А как начинают думать да ругать будущее люди энергичные, энтузиасты, которые лежать не любят, ходить и гулять и двигаться любят, не ждут милостей от природы, о жизни не думают, а все от активного движения, без должного к природе уважения. Вот и видят, только света конец. Кроме конца света и не видят ничего.

Надо быть хирургами — не думать о конце света, думать о нынешней радости, думать о себе, о своих радостях.

Какой-то профессиональный шовинизм.

Чем только не пугали мир — и Страшный суд, и антихрист, и кометы, и моровая язва… все в будущем. И теперь — подвигались, подумали, создали новые вещи, новые пугала — получайте: тепловая смерть, холодовая смерть, атомная бомба, засилье синтетики, отсутствие воды, генетический разгул — все, конец света.

По-моему, людям энергичным, двигающимся легче представить конец света, отсутствие мира, света, земли, Вселенной, чем мир без себя.

Мир без меня. Да „как это, как это“? И я ничего не буду знать, что происходит, ничего и сделать не смогу?! „Грядет конец света, братья!“ В испуге перед собственным бездействием они каркают, воображая себя ведунами, а не воронами..

А вы не торопитесь. Не обобщайте.

А я?..

Не торопитесь, поменьше энергии тратьте, ведь кризис энергетический, сами говорите. Берегите и свою энергию…

Одно дело — слова да разговоры, но надо вставать, умываться, есть, идти.

Идти.

Или ехать. Сидя.

Спокойно, не торопясь, времени еще много, для того-то я и встаю пораньше, чтоб не торопиться.
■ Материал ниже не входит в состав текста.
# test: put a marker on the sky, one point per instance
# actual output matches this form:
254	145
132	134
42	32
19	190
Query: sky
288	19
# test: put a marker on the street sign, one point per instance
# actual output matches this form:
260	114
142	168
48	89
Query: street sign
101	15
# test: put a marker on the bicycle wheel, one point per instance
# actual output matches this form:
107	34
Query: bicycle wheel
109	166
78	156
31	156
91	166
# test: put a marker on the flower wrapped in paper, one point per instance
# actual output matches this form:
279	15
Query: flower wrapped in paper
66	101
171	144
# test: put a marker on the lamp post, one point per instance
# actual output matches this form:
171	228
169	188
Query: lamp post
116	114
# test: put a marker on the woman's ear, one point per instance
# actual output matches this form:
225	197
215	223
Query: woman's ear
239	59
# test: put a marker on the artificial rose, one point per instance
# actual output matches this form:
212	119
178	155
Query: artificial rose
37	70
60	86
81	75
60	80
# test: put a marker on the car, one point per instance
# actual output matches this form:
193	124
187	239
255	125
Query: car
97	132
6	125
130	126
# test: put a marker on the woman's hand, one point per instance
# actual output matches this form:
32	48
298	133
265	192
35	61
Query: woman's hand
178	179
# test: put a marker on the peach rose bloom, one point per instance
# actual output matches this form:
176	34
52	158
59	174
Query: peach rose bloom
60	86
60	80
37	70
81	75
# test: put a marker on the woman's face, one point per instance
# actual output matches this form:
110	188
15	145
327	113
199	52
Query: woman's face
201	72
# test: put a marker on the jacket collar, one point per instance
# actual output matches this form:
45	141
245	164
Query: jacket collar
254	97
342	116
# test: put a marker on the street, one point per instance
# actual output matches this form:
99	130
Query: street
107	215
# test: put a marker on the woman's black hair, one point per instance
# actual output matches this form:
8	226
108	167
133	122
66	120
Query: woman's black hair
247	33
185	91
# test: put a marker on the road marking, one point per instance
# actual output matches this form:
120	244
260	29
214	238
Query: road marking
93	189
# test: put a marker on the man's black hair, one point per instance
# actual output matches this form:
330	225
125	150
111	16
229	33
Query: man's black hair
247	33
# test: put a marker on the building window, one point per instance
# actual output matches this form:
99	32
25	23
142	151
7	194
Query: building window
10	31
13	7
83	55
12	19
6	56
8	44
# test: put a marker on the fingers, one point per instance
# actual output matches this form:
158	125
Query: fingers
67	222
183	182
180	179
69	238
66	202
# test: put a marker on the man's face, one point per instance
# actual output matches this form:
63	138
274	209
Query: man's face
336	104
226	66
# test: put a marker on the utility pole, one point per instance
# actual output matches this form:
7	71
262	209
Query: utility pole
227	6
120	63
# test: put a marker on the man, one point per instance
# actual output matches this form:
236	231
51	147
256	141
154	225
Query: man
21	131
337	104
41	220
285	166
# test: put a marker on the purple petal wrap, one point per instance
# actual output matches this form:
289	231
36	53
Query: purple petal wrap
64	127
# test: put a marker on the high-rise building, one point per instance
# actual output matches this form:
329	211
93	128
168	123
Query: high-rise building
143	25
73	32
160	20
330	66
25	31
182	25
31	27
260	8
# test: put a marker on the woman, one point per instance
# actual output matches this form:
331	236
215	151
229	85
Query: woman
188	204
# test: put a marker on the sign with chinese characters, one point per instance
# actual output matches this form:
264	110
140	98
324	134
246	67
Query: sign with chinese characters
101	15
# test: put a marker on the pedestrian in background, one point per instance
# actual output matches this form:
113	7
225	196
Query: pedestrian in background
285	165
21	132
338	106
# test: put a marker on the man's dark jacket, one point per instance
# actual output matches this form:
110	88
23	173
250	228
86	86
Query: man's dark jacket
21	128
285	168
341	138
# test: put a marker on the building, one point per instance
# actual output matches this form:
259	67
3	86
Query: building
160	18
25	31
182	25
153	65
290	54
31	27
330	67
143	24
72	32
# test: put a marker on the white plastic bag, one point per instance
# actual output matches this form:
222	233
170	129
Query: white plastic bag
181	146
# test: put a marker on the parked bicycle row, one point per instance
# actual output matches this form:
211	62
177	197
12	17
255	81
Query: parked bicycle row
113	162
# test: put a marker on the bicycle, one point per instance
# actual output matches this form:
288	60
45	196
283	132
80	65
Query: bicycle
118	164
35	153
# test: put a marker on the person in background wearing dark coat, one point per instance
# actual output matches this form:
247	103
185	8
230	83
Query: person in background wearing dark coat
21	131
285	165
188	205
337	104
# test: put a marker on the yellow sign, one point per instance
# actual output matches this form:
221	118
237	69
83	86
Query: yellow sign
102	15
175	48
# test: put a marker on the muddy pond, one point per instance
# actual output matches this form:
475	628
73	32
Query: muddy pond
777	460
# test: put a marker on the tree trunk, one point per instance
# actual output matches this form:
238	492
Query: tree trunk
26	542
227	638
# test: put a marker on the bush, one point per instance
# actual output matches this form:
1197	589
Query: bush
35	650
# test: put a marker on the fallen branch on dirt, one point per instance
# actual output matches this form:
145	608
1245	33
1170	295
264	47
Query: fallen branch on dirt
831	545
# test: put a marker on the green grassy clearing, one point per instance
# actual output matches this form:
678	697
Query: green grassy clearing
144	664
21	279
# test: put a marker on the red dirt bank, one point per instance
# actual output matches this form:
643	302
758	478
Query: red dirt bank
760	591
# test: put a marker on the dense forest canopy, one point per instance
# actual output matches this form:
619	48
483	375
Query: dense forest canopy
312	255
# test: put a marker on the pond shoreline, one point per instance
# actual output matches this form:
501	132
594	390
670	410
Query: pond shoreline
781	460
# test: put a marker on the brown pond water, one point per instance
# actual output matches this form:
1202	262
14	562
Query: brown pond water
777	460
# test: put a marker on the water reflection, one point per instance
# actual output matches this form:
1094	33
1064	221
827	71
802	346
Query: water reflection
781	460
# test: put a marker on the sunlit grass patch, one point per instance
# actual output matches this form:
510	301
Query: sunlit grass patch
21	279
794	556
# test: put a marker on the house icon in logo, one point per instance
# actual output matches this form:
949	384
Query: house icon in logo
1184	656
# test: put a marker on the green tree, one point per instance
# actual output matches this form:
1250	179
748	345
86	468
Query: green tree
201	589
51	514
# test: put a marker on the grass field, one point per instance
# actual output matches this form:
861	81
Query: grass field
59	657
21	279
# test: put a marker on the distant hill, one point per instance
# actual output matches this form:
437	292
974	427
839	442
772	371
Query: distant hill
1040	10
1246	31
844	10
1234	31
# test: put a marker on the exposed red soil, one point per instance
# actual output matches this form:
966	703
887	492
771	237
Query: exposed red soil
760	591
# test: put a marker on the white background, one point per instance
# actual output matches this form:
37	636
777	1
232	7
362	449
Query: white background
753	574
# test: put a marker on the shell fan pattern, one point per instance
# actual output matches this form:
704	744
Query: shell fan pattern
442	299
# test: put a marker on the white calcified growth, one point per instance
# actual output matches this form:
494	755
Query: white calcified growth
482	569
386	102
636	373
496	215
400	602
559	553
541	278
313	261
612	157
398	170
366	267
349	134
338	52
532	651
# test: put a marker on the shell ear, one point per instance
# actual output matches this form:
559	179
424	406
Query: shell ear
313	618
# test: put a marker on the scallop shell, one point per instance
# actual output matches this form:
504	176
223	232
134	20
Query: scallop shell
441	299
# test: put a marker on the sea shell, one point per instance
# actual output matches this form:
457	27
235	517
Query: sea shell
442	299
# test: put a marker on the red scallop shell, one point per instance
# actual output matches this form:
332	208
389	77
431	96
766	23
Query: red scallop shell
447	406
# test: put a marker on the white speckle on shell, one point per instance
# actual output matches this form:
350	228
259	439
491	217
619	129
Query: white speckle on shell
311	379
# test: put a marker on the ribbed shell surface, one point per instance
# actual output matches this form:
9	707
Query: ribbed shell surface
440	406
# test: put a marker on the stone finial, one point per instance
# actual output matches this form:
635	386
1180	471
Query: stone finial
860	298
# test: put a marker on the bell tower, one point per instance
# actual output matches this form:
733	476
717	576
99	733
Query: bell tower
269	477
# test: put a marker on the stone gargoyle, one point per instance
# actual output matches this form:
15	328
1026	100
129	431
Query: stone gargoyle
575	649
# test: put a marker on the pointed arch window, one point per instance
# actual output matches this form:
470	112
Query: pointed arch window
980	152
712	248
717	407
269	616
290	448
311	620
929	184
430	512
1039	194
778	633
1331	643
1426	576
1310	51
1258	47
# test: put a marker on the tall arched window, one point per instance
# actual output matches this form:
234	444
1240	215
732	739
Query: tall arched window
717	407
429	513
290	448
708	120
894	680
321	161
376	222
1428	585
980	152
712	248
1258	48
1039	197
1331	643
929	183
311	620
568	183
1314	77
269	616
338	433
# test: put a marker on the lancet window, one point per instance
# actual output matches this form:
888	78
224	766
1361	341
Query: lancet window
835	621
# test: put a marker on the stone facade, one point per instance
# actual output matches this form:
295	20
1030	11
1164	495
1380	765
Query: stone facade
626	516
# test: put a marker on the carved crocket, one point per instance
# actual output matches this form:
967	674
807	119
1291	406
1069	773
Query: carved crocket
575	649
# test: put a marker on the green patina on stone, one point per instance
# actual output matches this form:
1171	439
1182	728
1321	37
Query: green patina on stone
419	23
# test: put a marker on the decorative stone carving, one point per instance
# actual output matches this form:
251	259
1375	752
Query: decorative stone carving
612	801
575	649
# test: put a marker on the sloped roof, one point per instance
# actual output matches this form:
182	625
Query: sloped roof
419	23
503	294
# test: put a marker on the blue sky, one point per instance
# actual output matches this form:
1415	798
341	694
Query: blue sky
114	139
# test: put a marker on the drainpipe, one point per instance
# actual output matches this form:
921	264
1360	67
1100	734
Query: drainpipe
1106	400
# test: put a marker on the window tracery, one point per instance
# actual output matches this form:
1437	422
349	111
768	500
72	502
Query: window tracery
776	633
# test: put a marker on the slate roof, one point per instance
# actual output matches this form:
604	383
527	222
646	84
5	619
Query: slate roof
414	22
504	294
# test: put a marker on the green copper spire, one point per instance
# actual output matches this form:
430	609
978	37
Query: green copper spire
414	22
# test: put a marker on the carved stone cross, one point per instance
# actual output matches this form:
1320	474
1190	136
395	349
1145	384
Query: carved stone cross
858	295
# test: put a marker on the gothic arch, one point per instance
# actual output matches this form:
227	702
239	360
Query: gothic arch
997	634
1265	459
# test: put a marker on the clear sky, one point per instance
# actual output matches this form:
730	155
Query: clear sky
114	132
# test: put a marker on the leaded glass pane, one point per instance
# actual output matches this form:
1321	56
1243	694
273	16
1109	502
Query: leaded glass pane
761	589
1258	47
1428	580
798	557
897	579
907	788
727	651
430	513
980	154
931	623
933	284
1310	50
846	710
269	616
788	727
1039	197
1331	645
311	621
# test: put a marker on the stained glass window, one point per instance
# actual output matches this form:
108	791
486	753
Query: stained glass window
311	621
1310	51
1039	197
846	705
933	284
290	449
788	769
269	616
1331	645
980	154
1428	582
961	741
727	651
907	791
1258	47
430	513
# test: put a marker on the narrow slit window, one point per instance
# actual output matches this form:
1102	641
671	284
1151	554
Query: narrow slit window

Преждевременная смерть, по-моему, больше всего зависит от спешки. И это беда XX века. Получили материальную возможность спешить — и давай торопиться.

Торопишься, торопишься, особенно в городе, разогнался, набрал инерции… ан, глядь, и ты уже за кадром.

Впрочем, самому уже не поглядеть.

Со смертностью не поборешься — значит, с преждевременной только.

Не торопиться.

Для этого я и встаю рано. Да, люблю лежать, но еще больше не люблю торопиться. Вот и встаю пораньше. И времени у меня много — могу идти на работу спокойно, медленно. Не спешу.